There are a number ways to develop a sports simulation engine; but all will use statistical information from real sporting events as the basis of probability for the events to be simulated. The depth (number) and breadth (relevance) of the statistics used contribute to the likelihood of a simulation producing realistic results. This is why, if you are familiar with the genre, you see a number of excellent baseball simulations. The law of large numbers dictates that the more times a trial occurs, the closer the results of those trials will resemble the mathematical probability of those events occurring. In baseball, for example, a player batting .300 with 500 AB, is likely to continue hitting about 30%, while a player batting .300 with 10 AB is not as likely to continue hitting so well: 3/10 could be a fluke, while 150/500 is likely not.
The limited number of games played in a season of high-school football naturally will make any attempted simulation less likely to represent true probability than an attempt with a sport like major league baseball. The variability of the competition at the high school level also serves to make simulation somewhat weak. That is, while I can be fairly certain the degree of talent and skill will not vary much from year to year in a professional league, I can not be so sure that it will not vary a great deal from year to year in a high school league like the MVL. This varying level of competition from year to year may make weaker teams appear statistically stronger than the team truly was on the field.
That being said, it is fun to try! So here's what I've done.
This Simulation Engine
I used PF/g & PA/g as the base data for each team. These numbers were intended to represent offensive and defensive strength respectively. I then found the difference between PF/g of each team and the PA/g of their opponents; and the difference between PA/g of each team and PF/g of their opponents. This step is intended to take into account the strength of a team's opponents with respect to offense and defense, respectively.
Offense: Team PF/G - OPP PA/GM --------- ---- --------- SH (2004) 50.5 - 20.64 = 29.86The number 29.86 tells me that in 2004 Sheridan scored 29.86 more points per game than their opponents gave up on average, and the number (-11.38), tells me that 2004 Sheridan gave up 11.38 fewer points than their opponents scored on average.
Defense: Team PA/G - OPP PF/GM --------- ---- --------- SH (2004) 3.38 - 14.75 = (-11.38)
These numbers are then added to the average ppg of the league for the year in question and that number is divided by average ppg of the league. In this case the average ppg was 18.72. So (29.86+18.72)/18.72 = 2.59. This tells me that Sheridan, playing the average team of 2004, will score 2.59 times what the average team would score in the same year.
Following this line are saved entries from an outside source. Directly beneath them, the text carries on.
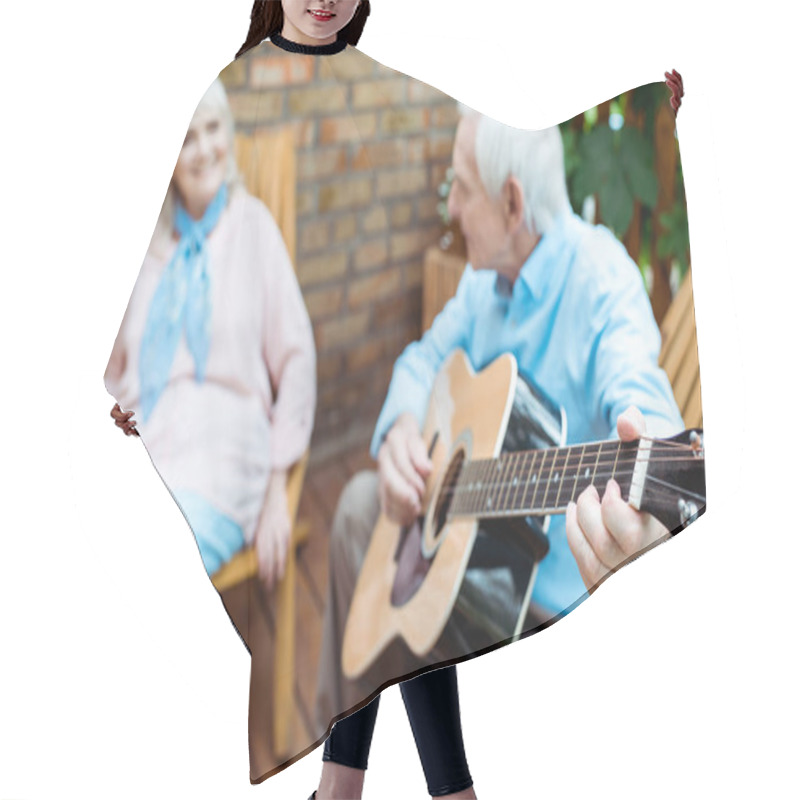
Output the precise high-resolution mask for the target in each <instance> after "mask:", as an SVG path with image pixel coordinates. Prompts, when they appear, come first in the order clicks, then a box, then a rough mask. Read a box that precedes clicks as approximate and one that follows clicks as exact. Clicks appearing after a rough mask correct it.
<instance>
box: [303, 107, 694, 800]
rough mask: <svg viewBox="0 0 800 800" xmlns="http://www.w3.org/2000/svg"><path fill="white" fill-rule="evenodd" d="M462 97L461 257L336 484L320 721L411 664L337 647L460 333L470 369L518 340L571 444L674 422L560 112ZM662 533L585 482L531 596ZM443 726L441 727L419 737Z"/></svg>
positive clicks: (649, 354) (424, 456)
mask: <svg viewBox="0 0 800 800" xmlns="http://www.w3.org/2000/svg"><path fill="white" fill-rule="evenodd" d="M462 111H465V113H464V114H463V116H462V120H461V122H460V124H459V126H458V130H457V133H456V139H455V145H454V150H453V169H454V179H453V184H452V189H451V192H450V198H449V201H448V207H449V211H450V215H451V216H452V218H453V219H456V220H458V221H459V223H460V226H461V230H462V231H463V234H464V238H465V241H466V246H467V256H468V260H469V264H468V266H467V268H466V270H465V272H464V275H463V277H462V279H461V282H460V283H459V286H458V290H457V292H456V295H455V297H454V298H453V299H452V300H450V302H449V303H448V304H447V305H446V307H445V308H444V309H443V311H442V312H441V313H440V314H439V315H438V316H437V317H436V319H435V320H434V322H433V325H432V326H431V329H430V330H429V331H427V332H426V333H425V334H424V335H423V337H422V338H421V339H420V340H419V341H418V342H414V343H412V344H410V345H409V346H408V347H407V348H406V349H405V351H404V352H403V353H402V355H401V356H400V358H399V359H398V360H397V362H396V364H395V369H394V373H393V376H392V381H391V384H390V387H389V392H388V395H387V398H386V401H385V403H384V406H383V408H382V410H381V414H380V416H379V419H378V423H377V425H376V428H375V433H374V437H373V440H372V444H371V452H372V454H373V456H374V457H377V461H378V471H377V473H375V472H363V473H360V474H359V475H356V476H355V477H354V478H353V479H352V481H351V482H350V484H348V486H347V487H346V489H345V491H344V492H343V495H342V497H341V499H340V503H339V508H338V510H337V514H336V518H335V521H334V526H333V532H332V541H331V586H330V590H329V595H328V605H327V608H326V617H325V628H324V638H323V651H322V659H321V663H320V673H319V684H318V708H317V713H318V721H319V724H320V725H323V726H324V725H326V724H327V722H328V721H329V720H330V719H331V717H332V716H334V715H336V714H337V713H341V712H342V711H343V710H346V709H347V708H349V707H352V706H353V705H354V704H355V703H357V702H359V701H360V700H363V698H364V697H366V696H368V694H370V693H371V692H373V691H375V689H377V688H379V686H380V685H381V683H382V682H383V680H385V679H386V677H387V676H389V675H392V676H394V675H398V674H402V673H403V669H404V668H405V667H404V665H407V667H408V669H413V667H414V666H419V661H416V662H408V661H404V659H405V658H406V654H405V653H403V652H402V647H400V646H399V645H398V644H396V646H394V648H393V649H390V651H388V652H387V653H386V654H385V660H384V661H382V662H381V663H382V664H383V665H384V666H383V670H382V671H380V672H375V673H373V674H372V676H370V674H368V675H367V676H366V677H365V678H363V679H361V680H360V681H358V682H350V681H347V680H345V679H343V678H342V677H341V667H340V657H341V651H340V647H341V640H342V632H343V629H344V624H345V621H346V617H347V610H348V606H349V600H350V597H351V596H352V592H353V588H354V585H355V580H356V578H357V575H358V569H359V566H360V563H361V560H362V559H363V555H364V552H365V549H366V547H367V545H368V542H369V536H370V534H371V532H372V530H373V528H374V525H375V522H376V518H377V515H378V513H379V507H382V508H383V509H384V510H385V512H386V513H387V514H388V515H389V517H391V518H392V519H394V520H395V521H397V522H400V523H402V524H410V523H411V522H412V521H413V520H414V519H415V518H416V517H417V516H418V515H419V514H420V513H421V511H422V507H421V501H422V497H423V493H424V486H425V483H424V482H425V478H426V477H427V476H428V475H429V473H430V470H431V469H432V464H431V462H430V460H429V458H428V455H427V450H426V444H425V442H424V441H423V439H422V437H421V435H420V430H421V427H422V425H423V423H424V418H425V413H426V409H427V404H428V399H429V394H430V391H431V387H432V384H433V380H434V377H435V375H436V374H437V372H438V370H439V368H440V366H441V365H442V363H443V361H444V360H445V358H446V357H447V356H448V355H449V354H450V353H451V352H452V351H453V350H454V349H456V348H462V349H463V350H465V351H466V353H467V355H468V356H469V359H470V361H471V363H472V365H473V367H474V368H475V369H476V370H480V369H482V368H483V367H484V366H486V365H487V364H489V363H490V362H491V361H492V360H493V359H494V358H496V357H497V356H498V355H500V354H501V353H504V352H510V353H513V355H514V356H515V357H516V359H517V363H518V366H519V370H520V372H521V373H522V374H523V375H524V376H526V377H528V378H530V379H531V380H533V381H534V382H535V383H536V384H537V385H538V386H539V387H540V388H541V389H542V390H543V391H544V392H545V394H547V395H548V396H549V397H550V398H551V399H553V400H554V401H555V402H556V403H558V404H559V405H561V406H563V408H564V409H565V411H566V415H567V420H568V440H567V444H575V443H580V442H587V441H596V440H600V439H607V438H611V437H614V436H619V437H620V438H621V439H623V440H628V439H634V438H636V437H637V436H640V435H643V434H644V433H645V429H647V433H649V434H651V435H671V434H673V433H676V432H678V431H679V430H681V428H682V427H683V425H682V420H681V416H680V412H679V411H678V408H677V406H676V404H675V400H674V398H673V395H672V390H671V388H670V385H669V381H668V380H667V377H666V375H665V374H664V372H663V371H662V370H661V369H659V367H658V354H659V349H660V336H659V331H658V328H657V326H656V323H655V320H654V319H653V314H652V310H651V307H650V302H649V299H648V297H647V294H646V292H645V290H644V287H643V285H642V280H641V277H640V275H639V272H638V269H637V267H636V265H635V264H634V263H633V261H632V260H631V259H630V257H629V256H628V254H627V252H626V251H625V249H624V247H623V246H622V245H621V244H620V243H619V241H618V240H617V239H616V238H615V237H614V236H613V235H612V234H611V233H610V232H609V231H608V230H606V229H605V228H602V227H599V226H593V225H590V224H588V223H586V222H584V221H583V220H582V219H580V218H579V217H578V216H576V215H575V214H574V213H573V212H572V210H571V208H570V206H569V201H568V197H567V189H566V182H565V177H564V158H563V147H562V142H561V137H560V133H559V131H558V128H550V129H547V130H543V131H525V130H520V129H515V128H511V127H508V126H505V125H502V124H500V123H498V122H495V121H494V120H491V119H489V118H486V117H483V116H481V115H478V114H477V113H475V112H471V111H469V110H464V109H462ZM668 535H669V533H668V531H667V530H666V528H664V527H663V526H662V525H661V524H660V523H658V522H657V521H656V520H655V519H653V518H652V517H650V516H649V515H648V514H643V513H639V512H637V511H635V510H633V509H632V508H631V507H630V506H629V505H628V504H627V503H626V502H625V501H624V500H623V499H622V497H621V494H620V489H619V486H618V485H617V484H616V483H615V482H614V481H609V483H608V485H607V486H606V487H605V491H604V494H603V498H602V500H601V499H600V496H599V494H598V492H597V491H596V490H595V489H594V488H591V487H590V488H588V489H586V490H585V491H584V492H583V493H582V494H581V495H580V496H579V497H578V499H577V503H571V504H570V506H569V509H568V511H567V513H566V515H565V516H557V517H553V518H551V522H550V528H549V531H548V539H549V543H550V548H549V552H548V553H547V555H546V556H545V558H544V559H543V561H542V562H541V564H540V566H539V571H538V574H537V580H536V582H535V585H534V591H533V596H532V598H531V600H532V604H533V606H534V607H535V608H536V609H537V613H538V614H539V616H540V618H541V615H544V616H545V618H552V617H555V616H557V615H559V614H561V613H564V612H566V611H568V610H569V609H570V608H572V607H574V606H575V605H576V604H577V603H578V602H579V601H580V600H581V599H582V598H583V597H585V596H586V594H587V590H589V591H591V590H592V589H593V588H594V587H595V586H596V585H597V583H598V582H599V581H601V580H602V579H603V578H604V577H605V576H606V575H607V574H608V573H609V571H610V570H612V569H614V568H615V567H616V566H618V565H619V564H620V563H621V562H623V561H624V560H626V559H627V558H628V557H630V556H631V555H634V554H635V553H637V552H639V551H641V550H642V549H643V548H644V547H646V546H647V545H649V544H652V543H653V542H655V541H657V540H659V539H660V538H663V537H666V536H668ZM386 665H391V672H389V671H387V666H386ZM439 672H451V673H452V677H453V682H454V680H455V667H451V668H448V670H439V671H437V672H436V673H431V675H438V673H439ZM381 673H382V676H381ZM428 678H429V676H427V675H426V676H423V677H422V678H417V679H416V680H415V681H412V682H410V683H415V684H418V683H419V682H421V681H423V682H424V681H425V680H427V679H428ZM404 697H405V695H404ZM456 697H457V695H456ZM406 704H407V706H408V701H407V703H406ZM368 710H369V707H367V709H365V711H362V712H359V715H363V714H364V713H365V712H366V711H368ZM409 711H411V709H409ZM456 713H457V703H456ZM359 715H354V717H356V718H357V717H358V716H359ZM354 717H350V718H348V723H349V722H350V720H353V719H354ZM412 725H413V720H412ZM337 727H338V726H337ZM336 730H337V728H336V727H335V728H334V733H333V734H332V738H333V736H334V735H335V734H336ZM370 730H371V729H370ZM456 732H457V734H458V735H459V736H460V728H459V729H458V730H457V731H456ZM415 734H416V729H415ZM449 735H450V734H449V733H448V732H447V731H445V730H444V729H442V730H440V731H438V732H437V731H435V730H434V731H433V732H432V733H431V735H430V737H429V738H428V741H429V742H430V741H432V740H436V737H437V736H443V737H447V736H449ZM418 744H419V739H418ZM421 755H422V750H421ZM426 774H427V771H426ZM324 775H325V772H324V771H323V777H324ZM320 796H323V795H322V794H321V795H320ZM454 796H456V795H454ZM464 796H467V795H464ZM470 796H471V795H470Z"/></svg>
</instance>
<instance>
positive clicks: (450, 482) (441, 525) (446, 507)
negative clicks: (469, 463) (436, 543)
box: [431, 449, 465, 541]
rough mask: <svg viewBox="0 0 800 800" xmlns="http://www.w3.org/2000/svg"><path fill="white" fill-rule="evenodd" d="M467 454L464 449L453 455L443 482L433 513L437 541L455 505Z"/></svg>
mask: <svg viewBox="0 0 800 800" xmlns="http://www.w3.org/2000/svg"><path fill="white" fill-rule="evenodd" d="M464 458H465V453H464V450H463V449H459V450H456V452H455V453H453V458H452V460H451V461H450V464H449V466H448V467H447V472H446V473H445V476H444V480H443V481H442V488H441V491H440V492H439V496H438V497H437V498H436V508H435V509H434V512H433V519H432V520H431V522H432V524H433V538H434V541H437V540H438V538H439V535H440V534H441V532H442V529H443V528H444V526H445V525H446V524H447V515H448V514H449V513H450V508H451V506H452V505H453V498H454V496H455V490H456V487H457V486H458V479H459V476H460V475H461V470H462V469H463V467H464Z"/></svg>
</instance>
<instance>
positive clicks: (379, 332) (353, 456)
mask: <svg viewBox="0 0 800 800" xmlns="http://www.w3.org/2000/svg"><path fill="white" fill-rule="evenodd" d="M279 42H280V40H279V39H276V40H275V41H272V42H270V41H267V40H265V41H264V42H262V43H261V44H260V45H259V46H257V47H255V48H254V49H252V50H250V51H249V52H247V53H246V54H244V55H243V56H241V57H240V58H238V59H236V60H235V61H234V62H232V63H231V64H229V65H228V66H227V67H225V69H224V70H222V72H221V73H220V75H219V78H218V79H217V80H215V81H214V83H213V84H212V86H211V87H210V88H209V91H208V92H207V93H206V95H205V96H204V97H203V98H202V100H201V102H200V103H199V105H198V111H197V114H196V115H195V117H194V118H193V120H192V125H191V126H190V132H189V134H188V135H187V140H186V142H184V144H183V146H182V149H181V155H180V158H179V160H178V162H176V163H177V166H176V172H175V175H174V176H172V177H171V178H170V181H169V185H168V190H167V193H166V196H165V200H164V205H163V208H162V209H161V214H160V216H159V220H158V225H157V227H156V230H155V232H154V234H153V238H152V241H151V243H150V246H149V248H148V251H147V254H146V256H145V259H144V263H143V265H142V269H141V271H140V273H139V276H138V278H137V281H136V284H135V286H134V289H133V293H132V295H131V298H130V301H129V304H128V308H127V310H126V312H125V316H124V318H123V321H122V324H121V328H120V331H119V334H118V336H117V339H116V341H115V344H114V348H113V352H112V355H111V359H110V361H109V365H108V368H107V370H106V374H105V385H106V388H107V389H108V391H109V392H110V394H111V395H113V397H114V398H115V399H116V400H117V401H118V402H119V403H120V405H121V406H122V408H123V409H124V410H133V411H134V412H135V416H134V418H135V419H136V420H137V422H138V431H139V433H140V436H141V442H142V443H143V444H144V445H145V447H146V448H147V451H148V453H149V454H150V456H151V458H152V461H153V465H154V466H155V468H156V469H157V470H158V472H159V474H160V476H161V477H162V478H163V480H164V483H165V485H166V486H167V488H168V489H169V491H170V492H171V494H172V496H173V497H174V499H175V500H176V502H177V503H178V505H179V506H180V508H181V511H182V512H183V514H184V516H185V518H186V520H187V522H188V524H189V527H190V528H191V530H192V532H193V534H194V535H195V537H196V539H197V543H198V547H199V551H200V555H201V558H198V561H197V568H198V569H204V568H205V569H206V571H207V572H208V574H209V576H210V578H211V579H212V580H213V582H214V585H215V586H216V587H217V589H218V590H219V591H220V595H221V598H222V600H223V603H224V605H225V608H226V610H227V612H228V614H229V615H230V617H231V620H232V622H233V624H234V626H235V628H236V630H237V631H238V633H239V634H240V636H241V638H242V640H243V642H244V643H245V645H246V646H247V648H248V650H249V652H250V654H251V657H252V678H251V695H250V716H249V721H250V722H249V724H250V731H249V734H250V735H249V741H250V762H251V774H250V777H251V780H252V781H253V782H259V781H261V780H264V779H265V778H267V777H269V776H270V775H272V774H274V773H275V772H277V771H278V770H280V769H282V768H284V767H286V766H287V765H289V764H291V763H292V762H293V761H294V760H297V759H298V758H300V757H301V756H303V755H305V754H306V753H308V752H309V751H310V750H311V749H313V748H314V747H316V746H317V745H319V744H320V743H321V742H322V741H323V740H324V738H325V736H326V735H327V732H328V731H329V729H330V725H331V724H332V723H333V722H334V721H335V720H336V719H337V718H340V717H342V716H343V715H345V714H347V713H349V712H352V711H353V710H355V709H356V708H358V707H361V706H363V705H364V704H365V703H366V702H367V701H369V700H370V699H371V698H372V697H374V696H375V694H376V693H377V692H378V691H380V690H381V689H382V688H384V687H385V686H387V685H390V684H393V683H396V682H398V681H401V680H403V679H404V678H407V677H410V676H412V675H415V674H419V673H420V672H421V671H424V670H428V669H432V668H435V667H437V666H443V665H445V664H451V663H456V662H458V661H463V660H465V659H468V658H472V657H475V656H476V655H480V654H482V653H485V652H488V651H490V650H492V649H495V648H497V647H499V646H502V645H505V644H508V643H510V642H513V641H515V640H516V639H518V638H520V637H521V636H525V635H528V634H531V633H535V632H536V631H538V630H541V629H542V628H543V627H545V626H547V625H549V624H552V622H554V621H556V620H558V619H559V618H560V617H561V616H563V615H564V614H566V613H567V612H569V611H570V610H571V609H572V608H574V607H575V606H576V605H577V604H578V603H580V602H581V601H582V600H583V599H584V598H585V597H587V596H588V591H589V589H591V588H593V586H594V585H596V584H597V583H598V582H599V581H600V580H602V579H603V577H605V575H606V574H610V573H611V572H613V571H614V569H615V568H616V567H618V566H619V565H621V564H624V563H627V561H629V560H631V559H632V557H635V556H636V555H638V554H639V553H640V552H641V548H640V549H639V550H638V551H635V552H625V553H617V552H606V551H603V550H602V548H598V549H599V550H600V552H598V553H596V557H597V558H598V559H599V561H600V562H602V564H604V565H605V568H604V569H601V570H600V572H597V571H595V572H594V573H592V576H591V577H590V576H588V575H582V574H581V571H580V569H579V566H578V563H577V561H576V557H575V555H574V554H573V552H572V550H571V549H570V547H569V543H568V541H567V536H566V524H565V520H566V514H565V512H566V509H567V507H568V505H569V504H570V503H571V502H574V501H577V500H578V498H579V497H580V496H581V494H582V493H583V492H585V491H591V490H590V489H589V488H588V487H589V486H590V485H594V486H596V488H597V491H598V493H599V494H600V495H601V496H602V495H603V494H604V492H605V491H607V488H606V487H607V485H608V483H609V479H610V478H612V477H613V478H614V479H615V480H616V483H617V484H618V486H619V491H620V493H621V495H622V497H623V499H625V500H627V501H628V502H629V503H630V504H631V505H632V506H634V507H635V508H638V509H640V510H641V512H642V513H645V512H649V513H652V514H653V515H654V516H655V517H657V518H658V519H659V520H661V521H662V522H663V523H664V525H665V527H664V528H663V530H662V533H663V535H662V536H660V537H658V538H657V539H656V540H655V541H656V542H660V541H664V540H666V539H667V538H669V536H670V535H672V534H675V533H677V532H678V531H679V530H681V529H682V528H684V527H685V526H686V525H687V524H688V523H689V522H691V521H692V520H694V519H696V518H697V516H699V515H700V514H702V513H703V511H704V510H705V478H704V455H703V443H702V430H701V427H702V418H701V408H700V381H699V369H698V360H697V345H696V336H695V327H694V312H693V305H692V294H691V271H690V264H689V241H688V233H687V221H686V219H687V217H686V203H685V197H684V191H683V175H682V171H681V166H680V159H679V155H678V143H677V138H676V136H675V115H674V112H673V111H672V110H671V109H670V106H669V91H668V89H667V88H666V86H665V85H664V84H662V83H659V84H650V85H647V86H643V87H640V88H639V89H635V90H632V91H629V92H626V93H625V94H623V95H620V96H619V97H616V98H613V99H611V100H609V101H606V102H603V103H601V104H600V105H599V106H597V107H596V108H593V109H590V110H589V111H587V112H585V113H584V114H580V115H579V116H577V117H575V118H574V119H571V120H568V121H565V122H564V123H563V124H561V125H559V126H556V128H554V129H551V130H549V131H544V132H541V131H540V132H525V131H519V130H517V129H513V128H507V127H506V126H500V125H497V124H496V123H493V121H492V120H488V119H483V120H481V122H479V123H478V124H479V126H480V127H479V133H478V135H477V137H476V138H475V139H474V140H473V142H474V143H473V144H472V145H471V149H470V148H467V151H465V152H468V153H469V154H470V155H471V158H472V159H474V161H469V162H468V163H469V164H471V165H472V167H474V168H475V169H474V170H472V171H468V174H467V173H464V174H459V172H458V166H459V165H458V163H457V164H456V167H457V170H456V173H455V176H454V174H453V171H452V170H451V169H450V168H451V164H453V155H454V142H455V137H456V132H457V129H458V126H459V121H460V119H461V118H462V112H463V113H464V114H466V113H469V110H467V109H463V108H460V107H459V104H458V103H457V102H456V101H455V100H453V99H452V98H450V97H448V96H446V95H444V94H443V93H441V92H440V91H438V90H437V89H435V88H433V87H431V86H428V85H426V84H425V83H422V82H420V81H418V80H415V79H413V78H409V77H407V76H406V75H403V74H401V73H398V72H396V71H394V70H392V69H389V68H387V67H385V66H383V65H381V64H379V63H377V62H375V61H374V60H372V59H370V58H369V57H368V56H366V55H364V54H362V53H360V52H359V51H358V50H355V49H353V48H352V47H349V46H348V47H347V48H345V49H343V50H341V51H340V52H330V48H329V49H327V50H324V51H323V52H319V51H314V50H313V49H312V50H310V51H308V50H306V51H304V50H303V49H302V48H298V49H287V48H286V47H285V46H279ZM333 49H334V50H335V49H336V48H333ZM519 100H520V102H536V96H535V90H534V89H532V88H531V84H525V85H524V86H521V87H520V97H519ZM526 134H529V135H528V136H527V138H526ZM465 163H467V162H465ZM462 166H463V165H462ZM509 175H511V176H513V177H514V178H515V179H516V180H517V181H518V183H519V185H520V186H521V187H522V190H523V191H522V197H523V203H524V205H525V211H526V215H527V216H526V218H525V220H524V221H523V223H522V224H523V225H528V226H529V227H528V228H527V230H528V231H529V232H531V233H535V234H536V235H538V237H539V238H538V239H537V240H536V244H535V246H534V247H533V248H532V251H531V253H530V255H529V256H528V257H527V258H525V259H523V263H521V264H516V265H515V266H516V267H519V268H520V270H519V273H518V276H517V277H516V280H513V281H512V280H510V279H509V277H508V276H504V275H503V274H501V273H500V272H495V271H493V269H492V267H493V266H496V264H497V263H499V261H498V260H497V259H495V261H494V262H493V261H492V259H491V257H490V256H491V255H492V252H495V253H496V252H499V251H500V250H501V249H502V243H503V242H504V241H506V240H504V239H502V237H503V236H505V235H506V233H507V231H506V232H503V231H501V232H500V233H499V234H498V231H497V218H496V217H494V216H492V215H490V214H478V215H476V214H475V213H473V212H474V209H475V208H476V207H483V208H488V207H490V206H491V204H494V205H493V206H491V207H493V208H495V209H498V208H506V209H508V208H509V205H508V204H509V203H510V202H511V200H509V198H511V197H512V195H511V194H509V193H508V191H507V190H508V188H509V184H508V182H507V181H506V179H507V178H508V176H509ZM476 176H478V181H477V182H476V181H475V180H474V179H475V178H476ZM451 193H454V194H453V196H452V197H451V196H450V195H451ZM482 193H483V194H482ZM484 195H485V196H484ZM474 203H478V204H480V203H484V206H475V205H471V204H474ZM486 204H489V205H486ZM504 204H505V205H504ZM449 212H452V213H453V217H455V218H454V219H451V218H450V213H449ZM498 213H500V212H498ZM492 226H494V227H492ZM509 235H510V234H509ZM498 236H500V238H499V239H498V238H497V237H498ZM493 237H494V238H493ZM498 242H500V244H498ZM493 244H494V251H493V250H492V246H493ZM487 254H488V255H487ZM482 259H483V260H484V261H485V263H484V262H483V261H481V260H482ZM630 405H635V406H637V407H638V408H639V409H640V410H641V411H642V413H643V414H644V417H645V420H646V423H647V435H648V436H652V437H656V438H653V439H650V438H646V437H645V438H642V439H641V440H635V441H632V442H620V441H619V439H618V435H617V428H616V421H617V417H618V416H619V414H620V413H621V412H622V411H624V410H625V409H626V408H627V407H628V406H630ZM402 414H407V415H410V417H409V418H414V419H416V421H417V424H418V426H419V429H420V432H421V436H422V440H423V444H424V450H425V452H426V453H427V454H428V456H429V457H430V460H431V463H432V465H433V467H432V470H431V471H430V474H429V476H428V477H427V479H426V481H425V484H426V489H425V494H424V497H423V500H422V503H421V508H422V512H421V514H420V516H419V518H418V519H417V521H416V523H414V524H412V525H410V526H407V527H402V526H400V525H398V524H394V523H393V522H392V521H391V520H390V519H389V518H388V517H387V516H385V515H384V514H383V513H382V512H381V506H380V496H379V486H380V484H379V481H378V478H377V474H376V470H377V463H376V457H377V454H378V451H379V449H380V447H381V445H382V443H383V442H384V441H385V436H386V434H387V433H388V431H389V430H390V429H391V427H392V425H393V424H394V422H395V421H396V420H397V419H398V417H400V416H401V415H402ZM388 446H389V445H387V447H388ZM418 458H421V457H420V456H418ZM407 468H408V469H413V467H411V465H410V463H409V465H407ZM287 529H288V530H290V531H291V533H290V540H289V543H288V547H287V555H286V567H285V570H284V572H283V575H282V577H281V579H280V580H279V581H278V582H277V584H276V586H275V587H274V588H272V589H269V590H268V589H267V588H266V585H265V583H264V581H263V579H262V578H261V577H260V576H259V573H258V559H257V556H256V553H257V552H258V543H259V542H261V543H262V544H263V542H264V541H272V540H273V539H274V540H278V541H280V540H281V539H282V534H281V531H282V530H283V531H286V530H287ZM174 533H175V532H170V531H168V530H165V531H164V535H165V536H169V535H173V534H174ZM270 537H273V539H271V538H270ZM284 538H285V537H284ZM651 543H652V542H651V541H648V542H647V544H648V545H650V544H651ZM601 573H602V574H601ZM585 581H586V582H585ZM586 583H589V587H588V589H587V585H586Z"/></svg>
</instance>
The same is done with respect to defense (-11.38+18.72)/18.72=.039. This tells me that Sheridan, playing the average team of 2004, will allow only 4% of what the average team would allow. This is how I've adjusted for era, as a team scoring 50 points in an era where the average team was scoring 20, will likely be much weaker than a team scoring 50 points in an era where the average team was scoring 10.
These two numbers, 2.59 (off) & .039 (def) were then put into polynomial equations that represent a curve from the strongest team to the weakest team. The equations used are as follows:
Offense: -10.898 x^2 + 68.162 x - 5.2442
Defense: -0.8287 x^6 + 12.478 x^5 - 7.853 x^4 + 202.52 x^3 - 253.82 x^2 + 68.244 x + 94. 614.
Plugging the above numbers into the equations gives me an offensive and defensive power rating for each team, in this case, Offense = 98.26 Defense = 92.93.
These ratings are then used to simulate possessions, the idea being that Sheridan when given the ball will score about 98.26 percent of the time, when they are not stopped by the defense (that is, they lose possession by some fault of their own). They will stop an average offense 92.93 percent of the time. The randomized results of offensive possessions of one team vs. a randomized defensive stand of the other team results in a score.
A score is determined to be either 7 or 3 points depending on a linear formula of offense vs. defense.
The number of possessions simulated per game is randomized between 12-18 per game.
Problems with this simulation:
To begin with, this simulation struggles to allow excellent offenses to score against defenses that are comparatively weak. I am working on a better methodology for deriving offensive and defensive strength numbers to alleviate this problem in future versions of the simulation. The problem only comes to light when pitting the very best defenses against the very best offenses, but that is usually the goal of simulation. We will likely see the championship scores being lower than those in the regular pools because of this problem.
I would also like to make this simulation more probabilistically tight. You may have noticed that to derive the probabilities used in the simulation I am relying on polynomial equations, which are really ill suited to do the job they are doing here. I need to base the final probabilities (Off & Def probability rating) on something to do with game results as opposed to a mathematical curve. I'm still working on this.
I hope this has been somewhat informative. Keep in mind this is my first attempt at high school football simulation, and I have some ideas about how to make this simulation better. But for now, I hope you enjoy the results.